In the United States, a study from 2012 reports that in that year, 702,308 people died from a cardiometabolic disorder, and dietary factors such as food and beverages seemed to raise the risk of cardiometabolic mortality.
Another recent study suggested that two soda drinks every day makes consumers 2.4 times more likely to develop diabetes, regardless of whether these beverages contain sugar or not.
However, as the authors of the new research explain, the results of such studies have been deemed "controversial."
So, in the new review, the researchers — led by M. Faadiel Essop, Ph.D., of Stellenbosch University in Stellenbosch, South Africa — decided to investigate overall trends in the findings of 36 studies, spanning over a decade.
The harms of sugary drinks
Essop and colleagues included clinical trials, both controlled and randomized, as well as observational studies in their analysis.

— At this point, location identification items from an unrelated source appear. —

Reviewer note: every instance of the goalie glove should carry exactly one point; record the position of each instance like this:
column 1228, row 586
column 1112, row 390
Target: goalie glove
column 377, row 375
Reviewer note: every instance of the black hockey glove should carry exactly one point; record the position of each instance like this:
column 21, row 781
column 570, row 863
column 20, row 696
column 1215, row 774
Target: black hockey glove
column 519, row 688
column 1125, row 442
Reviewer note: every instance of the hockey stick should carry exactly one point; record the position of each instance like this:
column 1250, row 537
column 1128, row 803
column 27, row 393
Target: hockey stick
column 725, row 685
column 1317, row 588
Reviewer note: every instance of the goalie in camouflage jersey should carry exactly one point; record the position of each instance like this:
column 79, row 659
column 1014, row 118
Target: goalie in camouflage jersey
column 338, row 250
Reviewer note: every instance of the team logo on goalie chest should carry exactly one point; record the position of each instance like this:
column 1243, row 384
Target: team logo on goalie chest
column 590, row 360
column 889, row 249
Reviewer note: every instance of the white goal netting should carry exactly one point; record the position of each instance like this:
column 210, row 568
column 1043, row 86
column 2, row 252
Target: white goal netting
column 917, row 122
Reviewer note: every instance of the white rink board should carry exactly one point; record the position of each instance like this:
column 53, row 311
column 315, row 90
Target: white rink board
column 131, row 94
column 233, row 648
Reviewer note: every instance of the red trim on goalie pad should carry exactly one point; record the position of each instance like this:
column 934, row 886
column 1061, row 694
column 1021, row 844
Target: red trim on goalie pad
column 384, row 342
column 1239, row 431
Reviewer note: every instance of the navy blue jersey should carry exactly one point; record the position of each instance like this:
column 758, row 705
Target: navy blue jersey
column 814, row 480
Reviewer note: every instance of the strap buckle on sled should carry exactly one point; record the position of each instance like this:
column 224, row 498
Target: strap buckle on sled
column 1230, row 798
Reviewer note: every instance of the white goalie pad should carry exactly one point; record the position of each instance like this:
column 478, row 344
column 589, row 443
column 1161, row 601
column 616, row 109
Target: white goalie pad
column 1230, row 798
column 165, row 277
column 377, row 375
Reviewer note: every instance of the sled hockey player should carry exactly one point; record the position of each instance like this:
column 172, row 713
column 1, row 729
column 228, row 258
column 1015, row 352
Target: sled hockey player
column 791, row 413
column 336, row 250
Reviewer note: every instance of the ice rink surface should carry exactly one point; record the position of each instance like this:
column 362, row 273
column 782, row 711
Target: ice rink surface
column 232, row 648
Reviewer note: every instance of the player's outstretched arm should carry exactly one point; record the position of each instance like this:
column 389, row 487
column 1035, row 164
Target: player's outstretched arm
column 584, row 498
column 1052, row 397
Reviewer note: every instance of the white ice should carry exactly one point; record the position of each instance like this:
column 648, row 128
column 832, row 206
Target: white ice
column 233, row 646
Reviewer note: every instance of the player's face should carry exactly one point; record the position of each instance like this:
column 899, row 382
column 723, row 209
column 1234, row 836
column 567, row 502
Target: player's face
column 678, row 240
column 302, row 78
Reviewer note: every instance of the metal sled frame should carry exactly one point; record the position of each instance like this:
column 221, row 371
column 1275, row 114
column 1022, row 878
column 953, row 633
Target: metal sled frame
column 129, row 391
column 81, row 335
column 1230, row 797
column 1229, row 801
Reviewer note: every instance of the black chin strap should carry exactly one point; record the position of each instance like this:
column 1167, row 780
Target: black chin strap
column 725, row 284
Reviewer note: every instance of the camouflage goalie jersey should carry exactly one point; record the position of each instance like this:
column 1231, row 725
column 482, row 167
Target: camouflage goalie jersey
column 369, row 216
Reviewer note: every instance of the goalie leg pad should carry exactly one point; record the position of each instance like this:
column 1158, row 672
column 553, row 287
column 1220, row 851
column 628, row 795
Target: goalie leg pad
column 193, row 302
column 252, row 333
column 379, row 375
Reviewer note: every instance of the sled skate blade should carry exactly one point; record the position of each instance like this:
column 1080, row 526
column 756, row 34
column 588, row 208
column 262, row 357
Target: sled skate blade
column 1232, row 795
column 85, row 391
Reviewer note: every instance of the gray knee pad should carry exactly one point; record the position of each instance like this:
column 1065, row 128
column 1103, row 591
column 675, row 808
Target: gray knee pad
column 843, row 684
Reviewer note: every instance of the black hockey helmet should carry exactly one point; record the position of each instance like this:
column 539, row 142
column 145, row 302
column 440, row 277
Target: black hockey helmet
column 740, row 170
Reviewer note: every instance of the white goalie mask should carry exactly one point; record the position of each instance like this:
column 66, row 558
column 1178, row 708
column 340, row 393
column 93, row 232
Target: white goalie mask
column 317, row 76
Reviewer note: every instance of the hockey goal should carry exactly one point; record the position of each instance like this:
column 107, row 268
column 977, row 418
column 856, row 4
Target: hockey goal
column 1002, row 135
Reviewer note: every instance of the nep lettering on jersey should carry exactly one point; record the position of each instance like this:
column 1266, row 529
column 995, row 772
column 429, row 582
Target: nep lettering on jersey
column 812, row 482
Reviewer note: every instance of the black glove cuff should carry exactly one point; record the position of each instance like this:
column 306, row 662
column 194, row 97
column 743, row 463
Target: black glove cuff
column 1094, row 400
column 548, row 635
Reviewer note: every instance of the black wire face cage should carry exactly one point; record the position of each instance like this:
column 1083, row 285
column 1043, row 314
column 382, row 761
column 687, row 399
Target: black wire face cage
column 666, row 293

The studies were from the last decade, ending as recently as September 2017, and predominantly examined participants who consumed over five sugar-sweetened beverages (SSBs) a week – or the equivalent of less than one such drink a day.
Although some of these studies yielded contradictory results or did not produce enough evidence to support a link between SSBs and cardiometabolic diseases, most of them did reveal a clear association between SSBs and the risk of developing cardiometabolic illnesses.
Overall, the review found a strong correlation between SSBs and metabolic syndrome – a collective name for a range of risk factors that increase the odds of developing cardiometabolic disorders.
These risk factors include a large waistline, a high level of triglycerides (i.e., fats that can be found in our blood), low levels of the "good" kind of cholesterol, high blood sugar, and high blood pressure.
"Most epidemiological studies strongly show that frequent SSB intake contributes to the onset of the [metabolic syndrome] in the long-term," write the authors.
More specifically, a minimum daily consumption of one SSB increased the risk of hypertension, and even as little as two SSBs per week increased the chances of developing type 2 diabetes.
Additional findings include the fact that regular SSB consumption may decrease insulin sensitivity by as much as 17 percent, which explains the raised blood sugar levels.
The senior investigator comments on the findings, saying: "Sugar-sweetened beverage consumption is steadily rising among all age groups worldwide [...] Our analysis revealed that most epidemiological studies strongly show that frequent intake of these beverages contributes to the onset of the metabolic syndrome, diabetes, and hypertension." M. Faadiel Essop, Ph.D.
"The findings demonstrate there is a clear need for public education about the harmful effects of excess consumption of sugar-sweetened beverages," Essop adds.
"But our understanding of this topic would benefit from additional research to further clarify how sugar-sweetened beverages affect our health."
"We do see some limitations in the current research on this topic," he concedes, "including a need for longer-term studies and standardized research methods."